Jenseits vom Technogebabbel

Von Ansgar Warner

19. Mai 2024

Wer sich mit Internetgeschichte befasst, hat es ironischerweise erstmal mit viel Papier zu tun, ob nun anfassbare Büchern oder eingescannte, online verfügbare Quellen. Denn die Erfinder des Internet-Vorgängers ARPAnet haben eine Menge technischer Dokumentationen und Berichte hinterlassen.

Arpanet Logical Map 1973
Doch was sagt uns das eigentlich über die Bedeutung dieser Technologie? Leider viel zu wenig, beklagte vor knapp 20 Jahren Jaques Vallée, ein an der frühen ARPAnet-Entwicklung beteiligter Computerwissenschaftler – all das sei “amorphes Technogebabbel”, ein “obskurer Jargon von Bits und Bytes, Routern und Servern, Pushdown Stacks und rekursiven Prozeduren”.

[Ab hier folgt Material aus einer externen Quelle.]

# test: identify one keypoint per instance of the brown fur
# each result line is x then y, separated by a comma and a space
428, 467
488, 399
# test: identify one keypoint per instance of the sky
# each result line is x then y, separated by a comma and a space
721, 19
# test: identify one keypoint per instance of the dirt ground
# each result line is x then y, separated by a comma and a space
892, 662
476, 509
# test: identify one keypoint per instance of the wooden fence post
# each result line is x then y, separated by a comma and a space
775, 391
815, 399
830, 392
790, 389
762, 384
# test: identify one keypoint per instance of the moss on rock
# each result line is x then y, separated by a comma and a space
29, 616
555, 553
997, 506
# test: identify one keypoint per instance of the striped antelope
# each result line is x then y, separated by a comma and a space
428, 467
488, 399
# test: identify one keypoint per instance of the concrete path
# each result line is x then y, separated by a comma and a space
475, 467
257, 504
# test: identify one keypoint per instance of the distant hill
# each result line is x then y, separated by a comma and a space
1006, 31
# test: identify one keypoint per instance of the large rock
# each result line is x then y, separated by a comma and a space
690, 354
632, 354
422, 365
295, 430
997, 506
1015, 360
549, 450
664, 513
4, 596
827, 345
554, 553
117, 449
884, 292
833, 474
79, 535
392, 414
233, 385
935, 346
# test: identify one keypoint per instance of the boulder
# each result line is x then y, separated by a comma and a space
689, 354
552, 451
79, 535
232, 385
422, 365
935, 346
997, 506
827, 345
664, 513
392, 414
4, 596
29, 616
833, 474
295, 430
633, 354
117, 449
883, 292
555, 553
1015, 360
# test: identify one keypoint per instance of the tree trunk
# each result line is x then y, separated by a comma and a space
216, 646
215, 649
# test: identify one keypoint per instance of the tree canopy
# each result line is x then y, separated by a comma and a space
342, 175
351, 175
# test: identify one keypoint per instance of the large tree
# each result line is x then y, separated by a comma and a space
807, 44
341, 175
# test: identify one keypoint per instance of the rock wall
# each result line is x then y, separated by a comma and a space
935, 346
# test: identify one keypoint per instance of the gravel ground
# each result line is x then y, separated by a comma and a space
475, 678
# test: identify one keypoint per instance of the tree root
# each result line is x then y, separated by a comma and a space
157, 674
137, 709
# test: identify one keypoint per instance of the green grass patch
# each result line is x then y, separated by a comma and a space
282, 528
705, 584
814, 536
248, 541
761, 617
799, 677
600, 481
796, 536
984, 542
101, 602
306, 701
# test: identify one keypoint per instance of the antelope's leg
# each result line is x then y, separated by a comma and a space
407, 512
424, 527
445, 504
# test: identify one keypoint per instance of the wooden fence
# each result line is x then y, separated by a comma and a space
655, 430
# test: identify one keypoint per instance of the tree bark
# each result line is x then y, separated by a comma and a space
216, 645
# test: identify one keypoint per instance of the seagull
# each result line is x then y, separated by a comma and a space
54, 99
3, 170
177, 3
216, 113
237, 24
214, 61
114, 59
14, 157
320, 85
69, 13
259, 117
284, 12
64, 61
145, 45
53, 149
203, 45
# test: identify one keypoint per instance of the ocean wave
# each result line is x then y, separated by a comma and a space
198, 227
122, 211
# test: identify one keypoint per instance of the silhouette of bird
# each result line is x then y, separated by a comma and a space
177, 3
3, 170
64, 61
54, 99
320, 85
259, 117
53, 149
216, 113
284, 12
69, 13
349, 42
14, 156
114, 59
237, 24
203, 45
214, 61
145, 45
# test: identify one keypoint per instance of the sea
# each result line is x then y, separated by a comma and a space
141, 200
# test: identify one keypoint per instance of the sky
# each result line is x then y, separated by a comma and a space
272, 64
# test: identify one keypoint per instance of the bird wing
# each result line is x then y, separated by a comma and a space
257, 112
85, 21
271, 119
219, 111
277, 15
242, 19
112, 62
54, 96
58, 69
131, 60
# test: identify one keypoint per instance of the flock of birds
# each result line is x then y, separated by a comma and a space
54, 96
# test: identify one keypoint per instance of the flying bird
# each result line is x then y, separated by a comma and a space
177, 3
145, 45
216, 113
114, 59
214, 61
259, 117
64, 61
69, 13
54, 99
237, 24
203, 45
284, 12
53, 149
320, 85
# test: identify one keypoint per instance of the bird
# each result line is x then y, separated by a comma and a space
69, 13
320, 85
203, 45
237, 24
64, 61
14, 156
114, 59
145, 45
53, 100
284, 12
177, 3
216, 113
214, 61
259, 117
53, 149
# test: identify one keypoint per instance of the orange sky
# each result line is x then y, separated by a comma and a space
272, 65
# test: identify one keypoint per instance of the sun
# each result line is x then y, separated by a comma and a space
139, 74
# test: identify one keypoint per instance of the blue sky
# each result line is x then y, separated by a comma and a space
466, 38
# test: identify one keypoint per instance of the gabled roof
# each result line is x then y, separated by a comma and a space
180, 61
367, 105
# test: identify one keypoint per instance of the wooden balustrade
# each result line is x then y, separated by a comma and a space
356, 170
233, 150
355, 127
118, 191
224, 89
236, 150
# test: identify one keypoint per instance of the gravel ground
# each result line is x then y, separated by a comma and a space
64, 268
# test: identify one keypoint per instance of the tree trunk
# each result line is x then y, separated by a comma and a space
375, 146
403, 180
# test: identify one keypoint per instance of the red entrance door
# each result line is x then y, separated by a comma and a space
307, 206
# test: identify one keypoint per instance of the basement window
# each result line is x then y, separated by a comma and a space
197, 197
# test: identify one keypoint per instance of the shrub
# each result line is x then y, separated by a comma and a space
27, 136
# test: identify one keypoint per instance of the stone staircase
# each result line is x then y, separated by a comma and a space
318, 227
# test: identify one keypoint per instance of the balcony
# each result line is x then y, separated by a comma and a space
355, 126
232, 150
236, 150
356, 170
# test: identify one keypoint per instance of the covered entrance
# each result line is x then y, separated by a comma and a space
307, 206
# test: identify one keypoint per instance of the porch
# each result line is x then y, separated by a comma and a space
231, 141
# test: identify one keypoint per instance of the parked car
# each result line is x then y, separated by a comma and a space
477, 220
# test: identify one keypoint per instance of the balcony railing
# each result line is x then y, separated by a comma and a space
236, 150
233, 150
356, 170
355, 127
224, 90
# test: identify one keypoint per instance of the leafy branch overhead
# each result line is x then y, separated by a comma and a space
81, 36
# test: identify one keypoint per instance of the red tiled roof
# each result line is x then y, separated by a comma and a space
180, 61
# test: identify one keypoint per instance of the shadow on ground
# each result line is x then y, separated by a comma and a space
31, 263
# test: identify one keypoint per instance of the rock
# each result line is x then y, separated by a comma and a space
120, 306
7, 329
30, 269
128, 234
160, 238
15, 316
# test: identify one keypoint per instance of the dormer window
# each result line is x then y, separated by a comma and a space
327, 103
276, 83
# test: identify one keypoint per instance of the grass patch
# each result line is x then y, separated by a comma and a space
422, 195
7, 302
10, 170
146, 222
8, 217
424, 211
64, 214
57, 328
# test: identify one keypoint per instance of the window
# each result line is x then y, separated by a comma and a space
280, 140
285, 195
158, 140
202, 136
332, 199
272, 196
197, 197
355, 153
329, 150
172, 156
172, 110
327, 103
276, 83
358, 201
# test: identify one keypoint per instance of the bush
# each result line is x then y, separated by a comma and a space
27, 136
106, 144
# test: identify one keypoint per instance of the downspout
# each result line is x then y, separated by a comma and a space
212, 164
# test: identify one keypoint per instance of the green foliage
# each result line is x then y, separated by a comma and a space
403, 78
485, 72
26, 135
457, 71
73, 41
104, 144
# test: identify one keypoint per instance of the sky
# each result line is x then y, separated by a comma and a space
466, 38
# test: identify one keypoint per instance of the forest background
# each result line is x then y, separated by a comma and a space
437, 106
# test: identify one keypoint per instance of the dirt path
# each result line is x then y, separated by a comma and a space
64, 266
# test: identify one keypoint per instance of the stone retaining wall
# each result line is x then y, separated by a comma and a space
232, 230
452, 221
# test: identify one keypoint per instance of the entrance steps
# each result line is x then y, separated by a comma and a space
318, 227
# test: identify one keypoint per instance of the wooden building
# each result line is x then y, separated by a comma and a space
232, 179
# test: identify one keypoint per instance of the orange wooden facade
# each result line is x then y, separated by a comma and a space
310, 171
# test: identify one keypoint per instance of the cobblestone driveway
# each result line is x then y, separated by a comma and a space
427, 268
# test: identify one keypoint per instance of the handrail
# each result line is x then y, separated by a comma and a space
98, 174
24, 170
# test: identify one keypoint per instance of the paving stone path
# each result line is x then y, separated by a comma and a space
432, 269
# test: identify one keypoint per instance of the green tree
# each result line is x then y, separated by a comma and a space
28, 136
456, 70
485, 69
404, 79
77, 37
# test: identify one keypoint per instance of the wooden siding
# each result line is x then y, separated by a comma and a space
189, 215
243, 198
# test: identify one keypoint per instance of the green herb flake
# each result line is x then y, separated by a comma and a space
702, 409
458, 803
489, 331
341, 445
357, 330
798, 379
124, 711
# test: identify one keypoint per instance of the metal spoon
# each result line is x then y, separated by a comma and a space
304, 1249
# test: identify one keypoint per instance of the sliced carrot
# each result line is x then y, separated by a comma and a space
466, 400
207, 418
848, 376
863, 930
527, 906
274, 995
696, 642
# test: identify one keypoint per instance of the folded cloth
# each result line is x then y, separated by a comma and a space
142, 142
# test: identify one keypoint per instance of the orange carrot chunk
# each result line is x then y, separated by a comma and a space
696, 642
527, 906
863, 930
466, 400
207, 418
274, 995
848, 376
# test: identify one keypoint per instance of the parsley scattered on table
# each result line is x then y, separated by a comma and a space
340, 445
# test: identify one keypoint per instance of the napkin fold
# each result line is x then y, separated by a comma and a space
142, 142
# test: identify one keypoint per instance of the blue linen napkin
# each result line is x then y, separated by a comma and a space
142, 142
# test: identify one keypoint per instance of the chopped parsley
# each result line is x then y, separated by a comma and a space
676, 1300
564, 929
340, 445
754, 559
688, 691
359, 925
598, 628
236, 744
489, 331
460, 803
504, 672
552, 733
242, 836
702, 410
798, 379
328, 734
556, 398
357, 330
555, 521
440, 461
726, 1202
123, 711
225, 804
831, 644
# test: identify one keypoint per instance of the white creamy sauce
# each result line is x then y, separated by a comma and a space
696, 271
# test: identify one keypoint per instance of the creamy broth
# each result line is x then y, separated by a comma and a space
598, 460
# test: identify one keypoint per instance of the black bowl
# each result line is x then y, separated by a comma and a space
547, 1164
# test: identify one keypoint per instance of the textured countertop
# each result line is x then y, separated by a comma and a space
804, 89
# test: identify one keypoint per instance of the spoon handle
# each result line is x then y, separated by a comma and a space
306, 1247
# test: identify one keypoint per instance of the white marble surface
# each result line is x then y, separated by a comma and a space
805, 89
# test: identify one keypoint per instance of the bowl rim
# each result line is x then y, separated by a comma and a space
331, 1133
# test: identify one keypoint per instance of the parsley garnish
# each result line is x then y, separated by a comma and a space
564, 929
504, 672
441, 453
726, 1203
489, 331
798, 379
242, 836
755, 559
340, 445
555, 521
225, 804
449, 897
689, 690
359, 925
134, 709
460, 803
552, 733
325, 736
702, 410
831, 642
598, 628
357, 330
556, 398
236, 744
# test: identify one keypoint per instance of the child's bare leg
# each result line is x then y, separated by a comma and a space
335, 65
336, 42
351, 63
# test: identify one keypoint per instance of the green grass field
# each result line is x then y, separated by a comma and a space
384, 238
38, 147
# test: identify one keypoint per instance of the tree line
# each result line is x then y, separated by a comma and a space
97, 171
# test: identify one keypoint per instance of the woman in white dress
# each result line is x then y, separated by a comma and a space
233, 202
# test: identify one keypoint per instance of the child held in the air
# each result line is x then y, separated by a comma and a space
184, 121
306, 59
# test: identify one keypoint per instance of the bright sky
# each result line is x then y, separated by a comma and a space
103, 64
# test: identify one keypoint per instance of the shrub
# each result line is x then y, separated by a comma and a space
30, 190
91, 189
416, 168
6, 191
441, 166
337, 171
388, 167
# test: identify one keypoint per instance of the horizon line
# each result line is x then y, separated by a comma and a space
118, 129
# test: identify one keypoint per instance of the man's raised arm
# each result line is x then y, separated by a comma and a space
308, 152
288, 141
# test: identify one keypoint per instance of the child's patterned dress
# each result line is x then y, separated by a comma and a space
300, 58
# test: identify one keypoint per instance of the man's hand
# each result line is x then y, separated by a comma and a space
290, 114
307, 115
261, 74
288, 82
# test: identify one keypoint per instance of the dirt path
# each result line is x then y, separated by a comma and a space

Die menschliche Seite der Technik

“Computerwissenschaftler haben alles mögliche in der Welt dokumentiert, nur nicht ihre eigene Arbeit”, so Vallée, der sich seit den 1970er Jahren dann mit der Entwicklung von Groupware befasste, also Software für Online-Konferenzen. Dabei weiß er natürlich, dass es zahlreiche Reports der ARPA gibt, also der Forschungsförderung-Abteilung des Pentagons (später DARPA mit D für ‘Defense’), und eine Fülle von Diskussionspapieren (“Request for Comments” genannt) der informellen “Network Working Group”.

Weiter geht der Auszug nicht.